Il y a environ deux mois, le hameau de La Bérarde a été sévèrement touché par des inondations soudaines. Situé aux abords du parc national des Écrins, ce petit village a été contraint d’annuler sa saison touristique et de se lancer dans un long processus de reconstruction.

La Mecque de l’alpinisme touchée par les intempéries

Le hameau de La Bérarde, surnommé « La Mecque de l’alpinisme », situé à Saint-Christophe-en-Oisans en Isère, a été fortement impacté par des pluies diluviennes. En effet, dans la nuit du 20 au 21 juin, le hameau a été enseveli sous 14 mètres de boue et de rocs après que le torrent soit sorti de son lit. Heureusement, aucune victime n’est à déplorer mais une centaine de personnes ont dû être évacuées. Ces intempéries ont provoqué l’arrêt brutal de la saison touristique.

Deux mois après ce sinistre, le hameau perché à 1 700 mètres d’altitude est désert. Bénédicte Schuller, gardienne de refuge, constate que son établissement est fermé jusqu’à nouvel ordre. Elle déplore : « Le refuge du chalet alpin est fermé : il a pris l’eau donc de toute façon, il est inutilisable. Finie l’activité ! » Pour le maire de la commune de Saint-Christophe-en-Oisans, Jean-Louis Arthaud, la priorité est d’éviter une deuxième vague de catastrophes. Il explique : « Aujourd’hui, les travaux sont encore des travaux de sécurisation. On essaye de donner un lit au torrent des Étançons pour ne pas qu’il divague, c’est-à-dire qu’il sorte de son lit, à nouveau dans le village, puisqu’on se méfie d’une montée des eaux par rapport à un orage ou autre. »

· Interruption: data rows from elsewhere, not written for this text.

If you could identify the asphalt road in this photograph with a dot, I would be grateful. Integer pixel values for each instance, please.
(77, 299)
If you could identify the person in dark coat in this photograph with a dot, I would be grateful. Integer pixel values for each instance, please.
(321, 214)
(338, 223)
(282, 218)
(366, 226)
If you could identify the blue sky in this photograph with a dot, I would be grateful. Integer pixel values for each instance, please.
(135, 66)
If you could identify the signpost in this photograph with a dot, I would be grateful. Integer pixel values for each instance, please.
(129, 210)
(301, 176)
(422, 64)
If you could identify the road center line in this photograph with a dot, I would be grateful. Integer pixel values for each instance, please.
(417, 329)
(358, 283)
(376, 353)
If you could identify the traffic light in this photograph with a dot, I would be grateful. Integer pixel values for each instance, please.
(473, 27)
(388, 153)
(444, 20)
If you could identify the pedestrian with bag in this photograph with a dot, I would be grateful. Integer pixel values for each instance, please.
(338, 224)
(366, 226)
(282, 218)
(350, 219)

Encore au moins trois mois de travaux

La départementale 530, dont plusieurs tronçons ont été détruits, est toujours fermée. Il y a encore au moins trois mois de travaux à prévoir. Les habitants évacués peuvent tout de même accéder à leur village, mais l’avenir de La Bérarde est incertain en raison des questions posées par les travaux de reconstruction. Le maire, Jean-Louis Arthaud, explique : « Notre volonté, c’est déjà de reconstruire, mais en sachant qu’il y a des zones qui seront hors constructions puisque la physionomie du lieu a été considérablement modifiée. »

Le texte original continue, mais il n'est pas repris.